= A Great Jubilee Day =

U.S. holiday celebrating the end of the American Revolutionary War (May 26, 1783)

A Great Jubilee Day, first held on Monday, May 26, 1783, in North Stratford, now Trumbull, Connecticut, commemorated the end of fighting in the American Revolutionary War. This celebration included feasting, prayer, speeches, toasts, and two companies of the North Stratford militia performing maneuvers with cannon discharges and was one of the first documented celebrations following the War for Independence and continued as Decoration Day and today as Memorial Day with prayer services and a parade.

==Reverend Beebe's personal reflections==

Monday the 26th day of May 1783 the inhabitants of North Stratford set apart as a day of public rejoicing for the late publication of peace. At one o'clock, PM, the people being convened at the meeting house, public worship was opened by singing. The Reverend James Beebe said a prayer well adapted and suitable for the occasion. They all sang a Psalm. Mr. David Lewis Beebe, a student at Yale College, made an oration with great propriety. The congregation then sung an anthem. The Reverend Beebe, then requested the Ladies to take their seats prepared on an eminence for their reception when they walked in procession, and upwards of 300 being seated the committee who were appointed to wait on them supplied their table with necessaries for refreshments. In the meantime the two companies of militia being drawn up performed many maneuvers, and firing by platoons, general volleys and street firing, and the artillery discharging their cannon between each volley with much regularity and accuracy. After which a stage was prepared in the center and the following toasts were given:

- 1st. The United States in Congress Assembled.
- 2nd. General Washington and the brave Officers and soldiers of his command.
- 3rd. Our Faithful and Illustrious Allies.
- 4th. The Friendly Powers of Europe.
- 5th. The Governor and Company of the State of Connecticut.
- 6th. May the present peace prove a glorious one and last forever.
- 7th. May tyranny and despotism sink, and rise no more.
- 8th. May the late war prove an admonition to Great Britain, and the present peace teach its inhabitants their true interests.
- 9th. The Navy of the United States of America.
- 10th. May the Union of these States be perpetual and uninterrupted.
- 11th. May our Trade and Navigation Extend to both Indies and the Balance be found in our favour.
- 12th. May the American Flag always be a scourge to tyrants.
- 13th. May the Virtuous Daughters of America bestow their favors only on those who have Courage to defend them.
- 14th. May Vermont be received into the Federal Union and the Green Mountain Boys flourish.

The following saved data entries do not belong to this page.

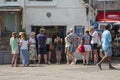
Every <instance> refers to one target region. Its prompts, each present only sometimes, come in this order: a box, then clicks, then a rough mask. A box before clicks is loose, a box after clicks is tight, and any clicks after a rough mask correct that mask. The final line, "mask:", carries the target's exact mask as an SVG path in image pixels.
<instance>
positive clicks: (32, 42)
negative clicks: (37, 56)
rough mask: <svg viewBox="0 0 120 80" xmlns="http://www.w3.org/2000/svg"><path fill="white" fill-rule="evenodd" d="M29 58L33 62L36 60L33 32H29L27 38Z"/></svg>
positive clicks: (36, 56) (35, 46)
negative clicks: (28, 34)
mask: <svg viewBox="0 0 120 80" xmlns="http://www.w3.org/2000/svg"><path fill="white" fill-rule="evenodd" d="M29 44H30V46H29V58H30V60H31V61H34V64H35V63H36V60H37V50H36V40H35V32H32V33H31V36H30V38H29Z"/></svg>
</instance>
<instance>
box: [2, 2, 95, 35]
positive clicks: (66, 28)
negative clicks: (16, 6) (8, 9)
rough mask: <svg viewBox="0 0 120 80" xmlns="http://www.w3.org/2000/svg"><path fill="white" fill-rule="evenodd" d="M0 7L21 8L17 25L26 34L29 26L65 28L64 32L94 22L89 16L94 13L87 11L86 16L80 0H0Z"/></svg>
mask: <svg viewBox="0 0 120 80" xmlns="http://www.w3.org/2000/svg"><path fill="white" fill-rule="evenodd" d="M0 6H1V7H2V6H4V7H5V6H8V7H9V6H13V7H14V6H19V7H21V8H22V15H21V16H22V20H21V22H20V23H19V25H21V26H22V28H24V29H25V30H26V32H27V33H30V32H31V26H65V27H66V30H68V28H70V27H74V26H79V25H80V26H85V28H88V27H89V25H90V24H89V22H90V21H94V20H95V19H94V14H91V13H94V11H92V10H89V12H88V15H87V13H86V12H87V11H86V5H85V4H84V3H83V1H82V0H0ZM87 16H88V17H87ZM18 20H19V19H18ZM16 24H17V25H18V22H16ZM17 25H16V27H18V26H17Z"/></svg>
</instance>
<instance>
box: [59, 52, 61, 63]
mask: <svg viewBox="0 0 120 80" xmlns="http://www.w3.org/2000/svg"><path fill="white" fill-rule="evenodd" d="M58 61H59V63H60V61H61V51H59V56H58Z"/></svg>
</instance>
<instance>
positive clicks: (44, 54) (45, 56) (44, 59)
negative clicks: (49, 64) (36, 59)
mask: <svg viewBox="0 0 120 80" xmlns="http://www.w3.org/2000/svg"><path fill="white" fill-rule="evenodd" d="M44 60H45V63H47V54H44Z"/></svg>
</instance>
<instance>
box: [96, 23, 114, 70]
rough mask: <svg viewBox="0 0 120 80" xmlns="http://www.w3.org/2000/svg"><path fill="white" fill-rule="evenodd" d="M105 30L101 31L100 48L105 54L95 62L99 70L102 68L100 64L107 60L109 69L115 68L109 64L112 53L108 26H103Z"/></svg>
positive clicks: (111, 39)
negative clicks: (104, 28) (100, 59)
mask: <svg viewBox="0 0 120 80" xmlns="http://www.w3.org/2000/svg"><path fill="white" fill-rule="evenodd" d="M105 29H106V30H105V31H104V32H103V33H102V49H103V51H104V54H105V56H104V57H103V58H102V60H101V61H100V62H99V63H98V64H97V65H98V67H99V68H100V70H102V67H101V64H102V63H103V62H104V61H106V60H108V63H109V69H115V68H114V67H113V66H112V64H111V55H112V49H111V46H112V45H113V44H112V37H111V33H110V31H109V30H110V26H109V25H107V26H105Z"/></svg>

At the end of each toast a cannon was discharged. The whole was conducted with the greatest decency and every mind seemed to show satisfaction.

==North Stratford Militia==
The Connecticut general assembly named Robert Hawley the Ensign of the North Stratford Train Band or Company of the 4th regiment of the Connecticut Colony militia in October 1765. He was promoted to Lieutenant in October 1769, and ultimately to captain in May 1773. At a special meeting assembled in North Stratford on November 10, 1777, he was appointed to a committee to provide immediately all those necessaries for the Continental Army soldiers. On March 12, 1778, the parish of North Stratford made donations of provisions for those residents serving in the southern army stationed at Valley Forge, Pennsylvania, under the command of General George Washington. Mr. Stephen Middlebrook donated the sum of seven pounds (money), three shillings and ten pence to transport the almost two hundred pounds of provisions. George Washington called Connecticut the Provision State because of supplies contributed to his army by Governor Jonathan Trumbull the only Colonial Governor to support the cause of America's Independence from Great Britain.